Most states require a tag on the back of the trailer, this is how I did mine. I used the bracket of the harbor freight trailer and put a 90 degree bend in it so it would mount on the bottom of the wood brace (not shown). Pictured is the first of three wooden braces I put here, the other two are sandwiched parallel to this one, going towards the front. Yes the tag is facing the wrong way.








I cut a line above and below it and two on the sides. I hated it.













Here is one corrected line, I think it looks better. Now cut the other side.

del

Wednesday, September 12, 2007

Tail lites

Tail lites need to be added to your trailer, how you choose to deal with them is your choice. I choose round ones, frenched in, with blue dots (check with local laws before installing blue dots).
I went to a local irrigation supply and found pvc pipe the lites would fit.









I bought a hole saw that matched the OD of the pipe, and an extra long center bit for the saw. Mark center points and drill the holes in line with the center line of the trailer, not the skin. A lot of fitting and fusing will gain you two tubes that match. Once you are happy with the location, clamp into place and fiberglass in place on the inside.








Inside view of clamps. Let dry.














After resin dries trim the outside flush. I used 1/2 ply for the backing, fiberglassed in, to mount the lites. This method of installing lites will gain you minimal lighting for your trailer, if you desire more or different get creative. On the forum we debated whether I needed more lighting. There were two camps, and I chose to go this way knowing if someone did not notice my small lights, on a bright yellow trailer, they were not paying attention, and would not notice ten time more lights. My 2c.

del

tail skin

To put the skin on, first cut the ply to length. Make sure the spars are running parallel to each other. You are about to put a lot of pressure on the spars, if one sticks out more than the others, it will be the cog that sticks up, and instead of getting beat down it will pop out(trust me). My strap clamps started out life as cargo straps. The straps are hooked to the frame underneath and I never found a good place on top (good luck). Once the glue dries trim the excess off both ends.






Repeat on other side.














Fillet in the spars and joints with fiberglass. A coat of fiberglass rolled on everything would be cheap insurance against moisture. Side note the second skin buckled as I bent it, should have removed it and installed a new piece.










Here is the only good picture I have of the trimmed tail. For now ignore the tail lite.



del

Tuesday, September 11, 2007

Framing the Tail

I added a wall at the end of the cabin and started framing the counter top. The shelf at the right is for an ice chest. I also added the battery box. The triangular ply (1/2") is for the skin.

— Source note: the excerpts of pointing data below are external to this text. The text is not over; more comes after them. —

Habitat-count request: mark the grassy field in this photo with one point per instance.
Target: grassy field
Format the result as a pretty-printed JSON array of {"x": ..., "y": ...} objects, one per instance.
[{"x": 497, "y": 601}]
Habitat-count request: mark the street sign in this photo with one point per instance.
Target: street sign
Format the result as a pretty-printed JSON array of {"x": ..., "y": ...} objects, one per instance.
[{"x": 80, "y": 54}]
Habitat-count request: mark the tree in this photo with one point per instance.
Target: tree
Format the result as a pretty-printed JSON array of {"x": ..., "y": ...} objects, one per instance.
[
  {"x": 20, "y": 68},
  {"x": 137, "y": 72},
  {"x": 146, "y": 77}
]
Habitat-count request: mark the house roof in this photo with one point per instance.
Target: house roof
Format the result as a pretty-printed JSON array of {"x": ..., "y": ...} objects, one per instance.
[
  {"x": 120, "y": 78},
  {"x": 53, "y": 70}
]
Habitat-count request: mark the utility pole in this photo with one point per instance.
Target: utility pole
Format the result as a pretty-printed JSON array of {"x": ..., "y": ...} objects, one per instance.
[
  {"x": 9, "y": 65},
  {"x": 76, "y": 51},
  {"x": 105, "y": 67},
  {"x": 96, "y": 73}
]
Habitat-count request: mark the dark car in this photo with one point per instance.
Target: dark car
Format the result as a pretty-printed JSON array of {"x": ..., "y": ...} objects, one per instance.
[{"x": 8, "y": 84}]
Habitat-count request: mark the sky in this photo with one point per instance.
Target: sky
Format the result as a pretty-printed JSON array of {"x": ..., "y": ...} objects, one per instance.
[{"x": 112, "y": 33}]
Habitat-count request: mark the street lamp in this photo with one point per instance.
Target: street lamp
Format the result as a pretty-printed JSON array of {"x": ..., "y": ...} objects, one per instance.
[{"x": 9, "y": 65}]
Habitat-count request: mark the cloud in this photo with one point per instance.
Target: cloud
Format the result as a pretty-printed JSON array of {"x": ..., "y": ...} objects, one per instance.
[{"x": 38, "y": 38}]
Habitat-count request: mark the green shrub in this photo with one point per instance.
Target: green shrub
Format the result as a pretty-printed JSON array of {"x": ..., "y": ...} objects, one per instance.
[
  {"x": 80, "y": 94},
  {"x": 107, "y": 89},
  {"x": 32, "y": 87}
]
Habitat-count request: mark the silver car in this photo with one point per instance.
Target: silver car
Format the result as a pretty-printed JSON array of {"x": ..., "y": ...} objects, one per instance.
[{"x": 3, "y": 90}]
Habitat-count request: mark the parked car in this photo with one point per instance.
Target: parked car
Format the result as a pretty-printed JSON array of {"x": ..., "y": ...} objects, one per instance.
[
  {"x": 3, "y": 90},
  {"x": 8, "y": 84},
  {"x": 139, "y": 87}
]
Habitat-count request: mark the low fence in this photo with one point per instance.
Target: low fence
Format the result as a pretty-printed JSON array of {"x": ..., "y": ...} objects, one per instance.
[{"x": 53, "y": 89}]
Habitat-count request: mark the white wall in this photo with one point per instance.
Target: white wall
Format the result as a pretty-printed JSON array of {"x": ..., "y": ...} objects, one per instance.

Ice chest in place. Yes I am vertically challenged so if the chest sat on the counter I would need a ladder.













I built four spars for the tail, plus two lower half spars. In between the spars I put braces level with counter. Everything above the braces is part of the hatch (do not cut yet). The top of the spar hooks to the hinge piece at the top.










Since the battery will be in this space I added drains for the lower floor. I used 1/2" pvc fiberglassed into the corners. I used a piece of square tubing to support the next piece. I framed out the lower half of the tail.